Water found on Moon

moon beads NASA.jpgWater has been found on the Moon. Before you get excited about the possibilities though, note that water has been found on the Moon inside pebbles. This doesn’t mean there are lakes, or even puddles, up there.

Using spectroscopy, Alberto Saal and colleagues peered inside glass rocks brought back in soil samples by the Apollo missions. In this week’s Nature they report finding both water and elements such as chlorine and fluorine.

“What is important for me is it’s telling me something about the origin of the Moon and the Earth and the presence of water at very early times,” says Saal, a geologist at Brown University (press release).

“The water that these guys have discovered is a scientific gold mine for us to figure out the history of the Moon,” says Jim Garvin, chief scientist at NASA’s Goddard Space Flight Center (LA Times).


In a News and Views piece accompanying the paper, Marc Chaussidon of Nancy Université in France writes:

These results raise many questions. Are the volatile contents of the melts that formed the green and orange glasses typical for the Moon? Can the general scarcity of most volatile elements on the Moon be reconciled with the apparent abundance of sulphur, chlorine, fluorine and especially water in the lunar glasses? What happened to all the water during the Moon’s formation? And if the Moon is not bone dry, where did the water come from?

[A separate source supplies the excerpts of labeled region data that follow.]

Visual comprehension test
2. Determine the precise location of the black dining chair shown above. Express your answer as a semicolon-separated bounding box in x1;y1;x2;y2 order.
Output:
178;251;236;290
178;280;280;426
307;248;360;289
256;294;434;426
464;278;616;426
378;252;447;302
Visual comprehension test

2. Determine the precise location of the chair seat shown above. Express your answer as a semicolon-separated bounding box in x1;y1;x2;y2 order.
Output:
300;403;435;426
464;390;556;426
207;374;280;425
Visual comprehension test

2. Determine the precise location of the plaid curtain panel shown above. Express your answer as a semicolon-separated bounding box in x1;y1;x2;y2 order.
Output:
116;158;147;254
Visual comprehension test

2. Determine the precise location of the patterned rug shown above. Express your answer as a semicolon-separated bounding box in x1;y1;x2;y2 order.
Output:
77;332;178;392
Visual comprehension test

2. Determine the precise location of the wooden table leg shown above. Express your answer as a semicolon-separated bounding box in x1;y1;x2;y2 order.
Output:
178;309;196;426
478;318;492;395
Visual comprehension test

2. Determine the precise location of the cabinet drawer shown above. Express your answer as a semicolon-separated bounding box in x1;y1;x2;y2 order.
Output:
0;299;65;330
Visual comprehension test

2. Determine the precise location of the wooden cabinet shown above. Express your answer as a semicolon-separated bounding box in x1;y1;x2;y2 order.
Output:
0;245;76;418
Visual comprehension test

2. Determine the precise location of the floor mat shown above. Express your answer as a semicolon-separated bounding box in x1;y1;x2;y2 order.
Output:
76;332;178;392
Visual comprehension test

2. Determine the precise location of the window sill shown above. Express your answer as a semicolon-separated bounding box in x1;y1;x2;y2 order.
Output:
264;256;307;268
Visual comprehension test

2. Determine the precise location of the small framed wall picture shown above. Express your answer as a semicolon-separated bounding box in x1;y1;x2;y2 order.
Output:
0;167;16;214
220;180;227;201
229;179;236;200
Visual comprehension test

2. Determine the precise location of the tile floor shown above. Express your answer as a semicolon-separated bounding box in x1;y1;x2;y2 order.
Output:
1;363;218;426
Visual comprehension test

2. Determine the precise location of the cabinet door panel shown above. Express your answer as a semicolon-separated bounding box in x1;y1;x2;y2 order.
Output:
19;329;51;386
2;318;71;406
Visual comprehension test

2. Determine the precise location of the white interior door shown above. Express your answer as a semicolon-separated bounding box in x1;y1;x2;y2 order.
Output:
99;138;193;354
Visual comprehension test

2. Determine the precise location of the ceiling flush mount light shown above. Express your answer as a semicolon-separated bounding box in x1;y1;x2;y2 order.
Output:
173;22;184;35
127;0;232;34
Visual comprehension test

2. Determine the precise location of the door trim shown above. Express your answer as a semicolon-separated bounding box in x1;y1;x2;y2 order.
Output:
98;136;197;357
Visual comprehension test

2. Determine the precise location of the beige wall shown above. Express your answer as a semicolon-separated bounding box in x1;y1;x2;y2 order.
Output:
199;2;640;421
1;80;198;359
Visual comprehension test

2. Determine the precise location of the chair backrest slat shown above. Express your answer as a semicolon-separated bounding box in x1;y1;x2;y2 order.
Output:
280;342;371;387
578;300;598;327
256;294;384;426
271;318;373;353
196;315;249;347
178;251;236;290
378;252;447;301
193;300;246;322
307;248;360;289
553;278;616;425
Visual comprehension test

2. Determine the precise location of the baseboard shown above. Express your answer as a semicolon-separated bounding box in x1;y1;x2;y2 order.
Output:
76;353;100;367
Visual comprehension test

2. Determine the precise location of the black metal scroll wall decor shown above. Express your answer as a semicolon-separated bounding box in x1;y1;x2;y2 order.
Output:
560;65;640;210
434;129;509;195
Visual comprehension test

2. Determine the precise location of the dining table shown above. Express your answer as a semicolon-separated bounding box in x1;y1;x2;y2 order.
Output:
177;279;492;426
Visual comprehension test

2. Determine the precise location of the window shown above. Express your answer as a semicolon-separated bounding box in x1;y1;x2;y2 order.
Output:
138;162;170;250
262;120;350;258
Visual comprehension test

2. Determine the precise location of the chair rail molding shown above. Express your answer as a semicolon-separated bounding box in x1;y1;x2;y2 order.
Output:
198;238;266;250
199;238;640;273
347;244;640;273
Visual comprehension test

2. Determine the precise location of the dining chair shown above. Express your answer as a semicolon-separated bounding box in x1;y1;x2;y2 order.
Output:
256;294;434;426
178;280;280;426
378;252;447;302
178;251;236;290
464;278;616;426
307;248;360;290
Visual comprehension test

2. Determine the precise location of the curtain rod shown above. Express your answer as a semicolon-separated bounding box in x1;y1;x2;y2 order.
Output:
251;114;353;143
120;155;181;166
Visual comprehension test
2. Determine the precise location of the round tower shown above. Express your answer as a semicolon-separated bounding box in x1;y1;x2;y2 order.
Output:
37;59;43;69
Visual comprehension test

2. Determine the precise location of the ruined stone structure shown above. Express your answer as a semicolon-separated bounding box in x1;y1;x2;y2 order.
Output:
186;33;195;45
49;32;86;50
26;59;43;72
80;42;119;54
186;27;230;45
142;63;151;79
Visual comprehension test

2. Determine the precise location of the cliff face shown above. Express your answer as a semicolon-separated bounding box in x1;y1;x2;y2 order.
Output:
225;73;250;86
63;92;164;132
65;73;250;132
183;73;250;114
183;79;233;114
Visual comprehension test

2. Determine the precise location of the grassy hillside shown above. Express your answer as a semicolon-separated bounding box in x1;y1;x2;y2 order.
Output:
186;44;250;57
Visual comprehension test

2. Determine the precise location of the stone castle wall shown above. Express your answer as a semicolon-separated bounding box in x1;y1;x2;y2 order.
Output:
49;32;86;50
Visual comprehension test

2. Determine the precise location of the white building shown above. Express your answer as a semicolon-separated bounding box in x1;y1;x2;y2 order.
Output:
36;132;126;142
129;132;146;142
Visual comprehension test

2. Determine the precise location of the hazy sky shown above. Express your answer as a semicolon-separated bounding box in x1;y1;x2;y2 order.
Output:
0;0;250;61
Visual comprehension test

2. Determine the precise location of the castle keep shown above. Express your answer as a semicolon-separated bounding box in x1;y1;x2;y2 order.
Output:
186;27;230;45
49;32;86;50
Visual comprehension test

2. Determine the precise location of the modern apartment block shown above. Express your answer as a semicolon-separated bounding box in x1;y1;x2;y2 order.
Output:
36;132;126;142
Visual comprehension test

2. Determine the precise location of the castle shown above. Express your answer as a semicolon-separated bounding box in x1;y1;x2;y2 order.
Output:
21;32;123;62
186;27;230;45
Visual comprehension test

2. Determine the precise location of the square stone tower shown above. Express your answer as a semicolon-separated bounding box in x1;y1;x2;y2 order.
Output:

Of course, what most people are interested in is whether there’s any water left on the Moon now, which could help us set up bases there. Most of the Moon’s water was probably boiled into space as the magmas that are now the Moon and those glass pebbles cooled. Saal holds out hope though, saying traces of water might have ended up in permanently shadowed craters at the Moon’s poles.

From a science point of view though, the results may be most useful in elucidating how the Earth and Moon came to be.

As John Zarnecki, a UK space scientist based at the Open University, says:

“It’s like a sort of detective story in which the crime happened 4.5bn years ago. On Earth all the evidence has gone, but on the moon there is evidence of what went on. Because the moon has been relatively inert and not much has happened we can actually use it as an indicator of what happened in the early history of the solar system, and of course that means what happened to us.” (Guardian.)